Thursday, August 18, 2022

Monet's Dinghy

This scratchbuilt boat was inspired by this painting by Claude Monet. A copy hangs in our house.
 

Much of the raw material was locally-sourced stuff that I already had: bamboo skewers, wood stain, hors d'oeuvre toothpicks, drapery cloth, wire. The rest came from the scrap-box. The only things I had to buy were two sheets of balsa wood and Krazyglue for less than $4. I scaled the model such that the hull was the length of a balsa sheet, or 2.33 times bigger than the hull in my A4-size printout. Then it was simply a matter of multiplying the sizes of the boat's pieces in the painting by 2.33 to have the model retain the same proportions. Colors are craftstore acrylics and wood stain. 





Progress shots start with free-download paper-model boat patterns I used to get a good likeness of the hull.
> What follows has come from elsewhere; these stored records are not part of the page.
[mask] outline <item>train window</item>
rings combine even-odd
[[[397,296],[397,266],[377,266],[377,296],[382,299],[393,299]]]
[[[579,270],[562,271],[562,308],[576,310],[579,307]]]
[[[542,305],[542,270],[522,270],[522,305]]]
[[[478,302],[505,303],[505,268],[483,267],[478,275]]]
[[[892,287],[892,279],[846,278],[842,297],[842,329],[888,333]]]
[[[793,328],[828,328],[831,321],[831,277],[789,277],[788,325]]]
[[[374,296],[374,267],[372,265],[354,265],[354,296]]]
The nearest thing to plans I used on this project:



Saturday, July 9, 2022

Oseberg

Billings' Boats Oseberg done. Nice to work on a relatively large-scale ship (1/25) with a simple sailplan and minimal rigging. Local woodstain and sail fabric.










Wednesday, June 1, 2022

FB-111, 1980s

Monogram's 1/72 EF-111 kit, molds from 2001. Modified a bit to be an FB-111, because I prefer the FB's color scheme.  As usual, minimal decals, handpainted acrylics,  and dry pastels.

                                        





Tuesday, May 31, 2022

Batch

Some recent planes, all done with dry pastels over handpainted craftstore acrylics. Their soft-edged modulated finishes make for a soothing ensemble: 


Wednesday, May 18, 2022

Turkeyfish

 Another turkey bone confection finished. Inspired by lionfish, although that may not be discernable.








A-6 Intruder, 1965

 AMT/ Hasegawa's 1/72 kit, molds from 1968. Southeast Asia camouflage in lieu of typical grey/white US Navy scheme, based on a photo and illustrations I found online. I ad-libbed the camo pattern. Underside finish is local flat white spraypaint. Camouflage is pastel chalk over brush-painted craftstore acrylics. Original kit decals were too old to use, so I went with less-old ones from the scrapbox. They aren't a historical match with the paint scheme, but I like to go with what I have on hand. The inelegant refueling boom was deliberately omitted.